26 Mart 2012 Pazartesi

Yeni Strateji

Sömürgeci Türk devleti ve onun AKP yönetimi, ne yaparsa yapsın yenemediği Kürtler için yeni bir strateji hazırlıyormuş. Devlet gazetecisi Fikret Bila ve Taraf Gazetesinde, yazmaktan bıkkınlık duyduğum yeniye dahi boyanmamış eskinin satırbaşı tekrarları yer aldı.

Türk köşe yazarı Ruşen çakır, Vatan gazetesinde yeni stratejinin on başlığını ele almış...

Tekrar olmaması için, Türk devletinin tümüyle eski olan yeni stratejisinin 10 maddesini Ruşen Çakır'dan buraya ödünç olarak alıyorum. Ruşen Çakır, maddeleri sıralayarak, bunların hiç birinin yeni olmadığını anlatıyor.

İşte Ruşen Çakır'ın kaleminden yeni stratejinin ana başlıkları:

"Dün iki gazetede birden (Milliyet ve Taraf) devletin Kürt ve PKK sorunları konusundaki yeni stratejisi hakkında hemen hemen birbirinin aynısı iki haber çıktı. Bunlardan Milliyet Ankara Temsilcisi Fikret Bila'nın kaleme aldığı yazıdan hareketle bu yeni stratejiyi tartışmak istiyorum. Bila bu stratejinin "temel taşlarını ve öngördüğü yol haritasını" 10 maddede özetlemiş. Biz de madde madde gidelim:

1- Kürt sorununun çözümünde sivil siyaset kanalı dışında hiçbir kanala itibar edilmeyecek, kullanılmayacak: Burada "sivil siyaset kanalı esas alınacak" gibi esnek bir cümle yerine diğer hiçbir kanala itibar edilmeyeceğinin söylenmesi dikkat çekici. Aslında bu yeni bir söylem değil, geçmişteki birçok hükümet ısrarla bu çizgiyi savunmuştu. AKP tam da bu noktada, başka kanallara da itibar etmiş olduğu için bir fark yaratma imkanı yakalamıştı. Demek bu fark arayışından vazgeçiliyor. Dolayısıyla "yeni" bir yaklaşım değil, "eski"ye dönüş söz konusu.

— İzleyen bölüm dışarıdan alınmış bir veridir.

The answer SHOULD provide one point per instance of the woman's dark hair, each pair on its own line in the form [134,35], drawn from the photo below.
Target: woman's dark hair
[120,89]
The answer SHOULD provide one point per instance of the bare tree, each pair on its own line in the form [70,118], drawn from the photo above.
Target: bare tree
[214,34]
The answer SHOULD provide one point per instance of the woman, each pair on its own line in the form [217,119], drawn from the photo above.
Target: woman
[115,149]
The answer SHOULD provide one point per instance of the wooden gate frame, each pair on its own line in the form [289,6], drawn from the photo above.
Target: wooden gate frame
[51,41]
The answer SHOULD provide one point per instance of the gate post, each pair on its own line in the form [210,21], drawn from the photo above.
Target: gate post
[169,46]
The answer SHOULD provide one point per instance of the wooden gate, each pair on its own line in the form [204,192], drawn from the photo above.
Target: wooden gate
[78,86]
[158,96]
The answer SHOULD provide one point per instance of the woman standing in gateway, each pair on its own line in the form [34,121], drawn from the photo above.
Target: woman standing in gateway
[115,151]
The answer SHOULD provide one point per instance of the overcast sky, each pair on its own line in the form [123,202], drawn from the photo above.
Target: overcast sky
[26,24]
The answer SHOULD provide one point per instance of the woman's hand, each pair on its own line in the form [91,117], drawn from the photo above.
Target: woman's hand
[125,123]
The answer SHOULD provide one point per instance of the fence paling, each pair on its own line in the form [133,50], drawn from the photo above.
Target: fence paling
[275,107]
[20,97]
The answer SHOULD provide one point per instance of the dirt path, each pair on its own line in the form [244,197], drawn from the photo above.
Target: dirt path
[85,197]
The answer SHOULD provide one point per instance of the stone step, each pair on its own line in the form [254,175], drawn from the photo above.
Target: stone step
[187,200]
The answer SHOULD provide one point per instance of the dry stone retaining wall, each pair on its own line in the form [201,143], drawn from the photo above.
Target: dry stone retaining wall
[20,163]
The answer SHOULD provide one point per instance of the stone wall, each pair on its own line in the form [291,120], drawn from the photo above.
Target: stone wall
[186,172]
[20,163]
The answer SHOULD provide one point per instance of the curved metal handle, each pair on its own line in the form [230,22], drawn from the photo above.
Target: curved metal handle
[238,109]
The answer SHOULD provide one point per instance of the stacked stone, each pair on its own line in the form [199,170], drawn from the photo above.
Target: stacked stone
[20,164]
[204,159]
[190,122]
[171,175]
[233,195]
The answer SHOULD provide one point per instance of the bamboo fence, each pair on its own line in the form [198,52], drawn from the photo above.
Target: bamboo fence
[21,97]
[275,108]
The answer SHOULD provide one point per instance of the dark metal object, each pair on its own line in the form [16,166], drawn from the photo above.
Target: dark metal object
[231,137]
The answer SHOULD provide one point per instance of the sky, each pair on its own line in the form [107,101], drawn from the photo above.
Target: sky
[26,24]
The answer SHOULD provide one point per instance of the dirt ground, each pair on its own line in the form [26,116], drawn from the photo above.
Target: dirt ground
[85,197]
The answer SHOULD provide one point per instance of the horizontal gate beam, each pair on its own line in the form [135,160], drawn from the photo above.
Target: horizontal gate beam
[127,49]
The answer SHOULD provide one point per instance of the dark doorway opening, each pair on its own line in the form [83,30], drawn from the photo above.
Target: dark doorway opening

2- İmralı'da Öcalan, Kandil'de veya Avrupa'da PKK muhatap alınmayacak, devre dışı bırakılacak: Bu maddeyi AKP açısından bir tür özeleştiri gibi okuyabiliriz. Çünkü daha önceki hükümetler döneminde kısmen başvurulan bu kanallar AKP tarafından sistemli olarak kullanılmış ve buralara ciddi yatırımlar yapılmıştı. Son MİT krizinde Başbakan'ın aldığı tutum, tekrar bu tür müzakerelere dönülebileceğinin işareti olarak görülmüştü ancak anlaşılan öyle olmayacak.

3- Güneydoğu'da ve diğer bölgelerde yaşayan Kürt vatandaşlar, PKK ve KCK'nın baskısından kurtarılacak: Yine eski dönemlerden kalma bir söylem, yeni olan tek şey PKK'nın yanına KCK eklenmesi. Bu maddenin ne zamandır hayata geçirilmek istendiğini amansızca süren KCK operasyonlarıyla görmüştük, ama son olaylar örgüt ile halk arasındaki bağı kopartmanın hiç de kolay olmadığını, hatta kopartmak için atılan adımların bu bağları daha da kuvvetlendirebildiğini gösterdi.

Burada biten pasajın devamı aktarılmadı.